UN's climate science body said that the Climategate controversy was the work of a well-thought plan and the hackers were probably paid to do it.

Jean-Pascal van Ypersele, vice-chairman of the Intergovernmental Panel on Climate Change (IPCC), said the theft of emails from the University of East Anglia's Climatic Research Unit (CRU) was not the work of amateur climate skeptics.

Ypersele speculates that hacked emails were done by a well-funded, sophisticated group with the aim of destroying public confidence in the science of man-made climate change.

The fact that the emails were first uploaded to a suspicious website in Russia was an indication that the people behind the controversy were paid, he said.

It's very common for hackers in Russia to be paid for their services.

If you look at that mass of e-mails a lot of work was done, not only to download the data but it's a carefully made selection of e-mails and documents that's not random at all.
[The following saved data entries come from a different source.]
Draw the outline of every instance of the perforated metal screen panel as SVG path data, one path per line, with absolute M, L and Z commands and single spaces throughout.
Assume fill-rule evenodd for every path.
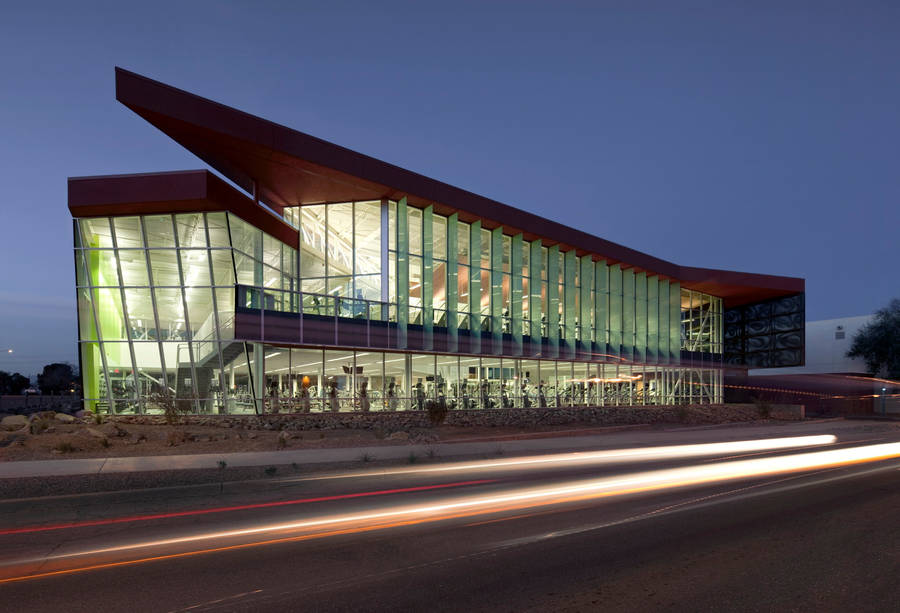
M 802 366 L 806 295 L 725 310 L 725 363 L 748 368 Z

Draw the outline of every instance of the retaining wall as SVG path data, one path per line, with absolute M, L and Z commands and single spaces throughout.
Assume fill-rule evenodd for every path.
M 771 417 L 803 419 L 802 405 L 772 405 Z M 763 418 L 754 404 L 679 405 L 648 407 L 561 407 L 553 409 L 476 409 L 448 411 L 448 426 L 538 427 L 589 424 L 618 426 L 632 424 L 717 424 L 754 421 Z M 120 416 L 122 423 L 161 424 L 161 415 Z M 371 413 L 292 413 L 267 415 L 186 415 L 186 425 L 219 425 L 226 428 L 265 430 L 385 430 L 428 428 L 425 411 L 378 411 Z

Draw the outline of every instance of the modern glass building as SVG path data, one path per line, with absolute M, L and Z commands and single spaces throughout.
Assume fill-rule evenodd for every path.
M 802 279 L 678 266 L 121 69 L 116 91 L 231 184 L 69 179 L 92 410 L 720 403 L 726 364 L 803 362 Z

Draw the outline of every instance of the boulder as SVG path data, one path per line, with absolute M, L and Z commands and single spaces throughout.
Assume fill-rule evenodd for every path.
M 172 430 L 168 434 L 166 434 L 166 446 L 167 447 L 175 447 L 180 443 L 185 443 L 188 441 L 187 435 L 184 432 L 179 432 L 178 430 Z
M 106 436 L 128 436 L 127 430 L 119 427 L 118 424 L 114 424 L 109 421 L 101 426 L 97 426 L 97 430 L 99 430 Z
M 400 431 L 400 432 L 394 432 L 393 434 L 391 434 L 391 435 L 388 437 L 388 439 L 389 439 L 389 440 L 392 440 L 392 441 L 408 441 L 408 440 L 409 440 L 409 433 L 408 433 L 408 432 L 403 432 L 403 431 Z
M 85 432 L 85 434 L 87 434 L 88 436 L 91 436 L 93 438 L 99 438 L 99 439 L 106 438 L 106 435 L 103 432 L 101 432 L 100 430 L 97 430 L 96 428 L 85 428 L 84 432 Z
M 75 411 L 75 417 L 78 419 L 91 419 L 94 417 L 94 414 L 91 411 L 82 409 L 81 411 Z
M 69 415 L 68 413 L 56 413 L 53 416 L 53 419 L 63 424 L 71 424 L 75 421 L 75 418 Z
M 20 430 L 28 425 L 28 418 L 24 415 L 7 415 L 0 420 L 0 428 L 4 430 Z

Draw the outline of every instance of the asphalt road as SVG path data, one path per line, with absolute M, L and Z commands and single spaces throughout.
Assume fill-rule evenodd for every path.
M 821 449 L 896 440 L 873 438 Z M 634 480 L 809 451 L 387 467 L 222 493 L 5 502 L 0 609 L 897 610 L 896 458 L 693 484 L 679 473 L 678 487 Z M 480 464 L 495 461 L 516 459 Z M 602 495 L 579 489 L 598 479 Z

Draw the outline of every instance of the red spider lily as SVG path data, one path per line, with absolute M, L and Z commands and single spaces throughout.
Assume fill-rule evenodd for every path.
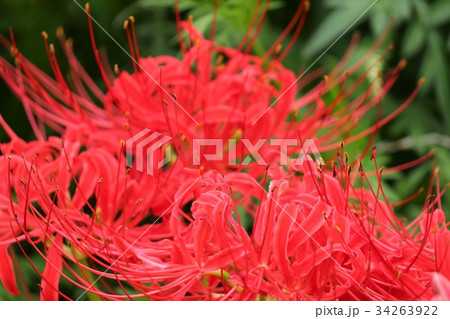
M 439 273 L 433 274 L 434 300 L 450 300 L 450 282 Z
M 308 6 L 301 2 L 286 29 L 297 23 L 294 39 Z M 252 21 L 256 30 L 261 23 Z M 116 67 L 113 79 L 89 20 L 106 94 L 61 30 L 74 88 L 61 75 L 53 46 L 46 47 L 54 79 L 19 53 L 12 35 L 11 44 L 0 38 L 17 62 L 14 67 L 0 58 L 0 75 L 22 100 L 37 137 L 20 140 L 0 117 L 11 138 L 0 159 L 0 279 L 8 291 L 18 293 L 7 253 L 17 242 L 42 277 L 43 300 L 73 297 L 61 291 L 61 280 L 105 300 L 431 299 L 433 273 L 450 277 L 450 234 L 440 207 L 446 188 L 436 183 L 435 197 L 430 188 L 423 212 L 405 225 L 384 196 L 381 173 L 373 173 L 379 181 L 373 188 L 369 173 L 357 162 L 349 164 L 338 147 L 342 140 L 375 134 L 417 93 L 418 88 L 393 114 L 351 135 L 352 119 L 379 107 L 405 66 L 402 61 L 391 70 L 380 90 L 371 84 L 363 96 L 352 97 L 369 71 L 352 83 L 349 76 L 384 38 L 344 72 L 352 43 L 334 71 L 298 97 L 300 87 L 288 89 L 296 76 L 281 64 L 290 47 L 281 52 L 278 46 L 286 32 L 260 58 L 249 54 L 257 34 L 231 49 L 205 39 L 192 21 L 177 25 L 188 36 L 187 43 L 180 41 L 181 59 L 141 58 L 134 19 L 127 20 L 134 73 Z M 332 89 L 338 95 L 326 103 Z M 47 139 L 44 124 L 61 137 Z M 170 135 L 178 155 L 155 176 L 125 165 L 124 140 L 144 128 Z M 223 161 L 192 167 L 188 150 L 194 138 L 255 142 L 273 136 L 315 137 L 321 150 L 337 149 L 338 164 L 327 169 L 307 161 L 284 170 L 276 151 L 265 147 L 267 168 L 253 163 L 233 170 Z M 236 148 L 239 158 L 248 154 Z M 376 163 L 375 151 L 372 159 Z M 251 229 L 241 221 L 243 211 L 253 218 Z M 43 271 L 24 243 L 46 261 Z
M 173 189 L 176 202 L 149 228 L 149 223 L 139 225 L 142 214 L 127 213 L 131 202 L 122 202 L 126 195 L 119 194 L 131 194 L 129 189 L 115 187 L 125 171 L 104 172 L 94 188 L 82 182 L 85 173 L 97 172 L 96 165 L 110 161 L 108 167 L 117 167 L 119 160 L 96 156 L 100 150 L 79 152 L 76 140 L 65 141 L 54 161 L 44 165 L 38 155 L 17 165 L 28 172 L 27 182 L 12 187 L 29 198 L 32 223 L 25 227 L 17 218 L 10 223 L 47 261 L 42 299 L 57 299 L 62 277 L 112 300 L 427 300 L 433 272 L 448 276 L 450 234 L 442 210 L 435 208 L 443 191 L 404 225 L 377 198 L 381 188 L 352 186 L 348 164 L 333 177 L 306 162 L 302 179 L 284 173 L 271 180 L 267 195 L 248 174 L 185 170 L 184 183 Z M 85 163 L 81 172 L 77 162 Z M 75 190 L 67 182 L 71 179 L 77 181 Z M 360 179 L 367 180 L 362 169 Z M 56 185 L 48 193 L 38 185 L 47 180 Z M 33 200 L 24 188 L 41 195 Z M 135 190 L 136 196 L 149 191 Z M 245 194 L 260 194 L 260 204 Z M 119 198 L 117 207 L 108 212 L 114 198 Z M 252 232 L 243 228 L 240 208 L 255 217 Z M 14 238 L 20 240 L 17 234 Z M 102 276 L 95 285 L 93 275 Z M 112 281 L 123 293 L 110 288 Z
M 292 29 L 292 24 L 295 25 L 297 21 L 298 31 L 301 29 L 302 17 L 309 7 L 307 3 L 302 1 L 298 14 L 287 30 Z M 88 6 L 86 10 L 89 12 Z M 95 57 L 108 88 L 106 94 L 101 92 L 83 69 L 73 53 L 72 42 L 66 40 L 62 29 L 58 30 L 57 35 L 71 67 L 73 90 L 61 75 L 55 48 L 53 45 L 48 46 L 46 33 L 43 35 L 54 79 L 19 53 L 12 36 L 12 44 L 1 38 L 3 44 L 11 48 L 18 66 L 14 67 L 0 58 L 0 74 L 23 101 L 30 123 L 40 139 L 45 138 L 42 122 L 60 133 L 67 127 L 83 125 L 92 134 L 108 132 L 103 147 L 110 147 L 111 151 L 116 152 L 121 140 L 127 140 L 149 128 L 172 137 L 171 143 L 184 165 L 192 166 L 194 138 L 219 138 L 225 142 L 228 139 L 237 140 L 235 146 L 224 150 L 225 158 L 234 157 L 241 162 L 249 155 L 240 142 L 243 138 L 255 145 L 260 139 L 297 139 L 300 134 L 303 138 L 314 137 L 322 151 L 336 149 L 342 139 L 352 142 L 374 134 L 379 127 L 404 110 L 418 91 L 414 90 L 411 97 L 393 114 L 380 118 L 371 128 L 351 136 L 358 119 L 381 103 L 406 65 L 405 61 L 401 61 L 384 79 L 379 76 L 372 80 L 362 96 L 354 96 L 353 92 L 363 85 L 369 72 L 383 60 L 390 47 L 353 82 L 350 81 L 350 75 L 368 63 L 373 52 L 383 44 L 387 32 L 363 58 L 344 71 L 357 43 L 355 38 L 333 72 L 303 93 L 301 89 L 318 73 L 297 83 L 297 76 L 282 66 L 281 60 L 290 48 L 288 45 L 283 53 L 280 51 L 278 45 L 284 39 L 284 33 L 275 42 L 275 48 L 272 47 L 261 58 L 248 54 L 251 45 L 244 52 L 221 47 L 196 31 L 191 20 L 179 21 L 180 33 L 184 31 L 188 36 L 187 44 L 181 41 L 181 59 L 170 56 L 141 58 L 135 41 L 134 19 L 130 18 L 124 27 L 130 39 L 135 72 L 121 72 L 115 66 L 114 71 L 118 76 L 112 78 L 114 72 L 98 54 L 91 19 L 89 26 Z M 380 81 L 384 84 L 375 89 L 375 82 Z M 327 103 L 325 100 L 332 90 L 338 94 Z M 91 95 L 100 100 L 103 108 L 94 104 Z M 343 103 L 345 106 L 341 106 Z M 298 114 L 302 114 L 301 120 Z M 290 148 L 289 152 L 298 153 L 298 147 Z M 260 154 L 270 163 L 276 160 L 279 150 L 274 146 L 263 145 Z M 228 161 L 205 161 L 202 165 L 219 171 L 229 168 Z M 243 167 L 245 165 L 233 169 Z M 258 165 L 246 168 L 255 178 L 264 173 L 264 167 Z

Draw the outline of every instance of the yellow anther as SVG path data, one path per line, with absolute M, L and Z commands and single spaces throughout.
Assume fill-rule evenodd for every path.
M 311 8 L 311 3 L 309 1 L 305 2 L 305 11 L 309 11 L 309 9 Z
M 62 36 L 64 36 L 64 28 L 59 26 L 56 28 L 56 36 L 58 38 L 61 38 Z
M 73 39 L 72 39 L 72 38 L 68 38 L 68 39 L 66 40 L 66 45 L 67 45 L 68 47 L 72 47 L 72 46 L 73 46 Z
M 283 45 L 281 43 L 278 43 L 277 47 L 275 48 L 275 54 L 279 54 L 282 49 Z
M 417 82 L 417 85 L 422 86 L 425 84 L 425 82 L 426 82 L 425 78 L 420 78 L 419 81 Z

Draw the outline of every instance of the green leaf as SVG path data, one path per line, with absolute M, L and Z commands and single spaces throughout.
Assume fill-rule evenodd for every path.
M 406 30 L 403 39 L 402 52 L 406 57 L 411 57 L 423 48 L 425 41 L 425 29 L 420 23 L 413 24 Z
M 425 24 L 429 20 L 430 8 L 428 4 L 423 0 L 413 0 L 413 2 L 416 7 L 419 20 Z
M 437 100 L 446 123 L 447 132 L 450 132 L 450 108 L 448 107 L 450 101 L 450 80 L 447 73 L 447 58 L 444 55 L 444 42 L 437 31 L 431 32 L 428 39 L 435 67 L 435 91 Z
M 174 5 L 174 0 L 139 0 L 137 1 L 137 5 L 141 7 L 172 7 Z
M 430 23 L 433 27 L 450 22 L 450 1 L 441 0 L 434 4 L 430 10 Z
M 408 198 L 409 196 L 416 193 L 424 180 L 426 180 L 427 174 L 429 173 L 429 166 L 423 165 L 417 167 L 411 172 L 404 173 L 401 180 L 399 181 L 402 186 L 396 187 L 398 189 L 398 195 L 400 198 Z
M 430 90 L 433 88 L 434 83 L 436 82 L 435 61 L 433 60 L 432 49 L 430 47 L 429 41 L 427 41 L 419 74 L 420 76 L 423 76 L 427 81 L 425 85 L 420 88 L 420 95 L 424 96 L 425 94 L 430 92 Z
M 392 14 L 399 20 L 411 19 L 412 13 L 412 1 L 411 0 L 395 0 L 389 1 Z
M 389 15 L 384 9 L 374 8 L 369 19 L 372 32 L 375 35 L 381 35 L 388 26 L 389 20 Z
M 340 10 L 333 11 L 326 16 L 320 23 L 318 29 L 313 33 L 309 41 L 303 48 L 303 54 L 306 57 L 313 57 L 330 46 L 342 33 L 367 9 L 366 2 L 361 1 L 353 7 L 343 7 Z M 360 24 L 368 15 L 364 15 L 355 25 Z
This is 13 years of data and it's not a job of amateurs.

However, the Climagegate scandal could be used to argue against an international deal to stop global warming at the UN Climate Change Conference in Copenhagen next week.

We are spending a lot of useless time discussing this rather than spending time preparing information for the negotiators, Ypersele said.

Meanwhile, the IPCC chairman, Dr Rajendra Pachauri, said the matter could not be brushed under the carpet.

He has announced a separate investigation by the IPCC, the scientific body charged with reviewing and assessing the latest science on climate change.

We will certainly go into the whole lot and then we will take a position on it, he said.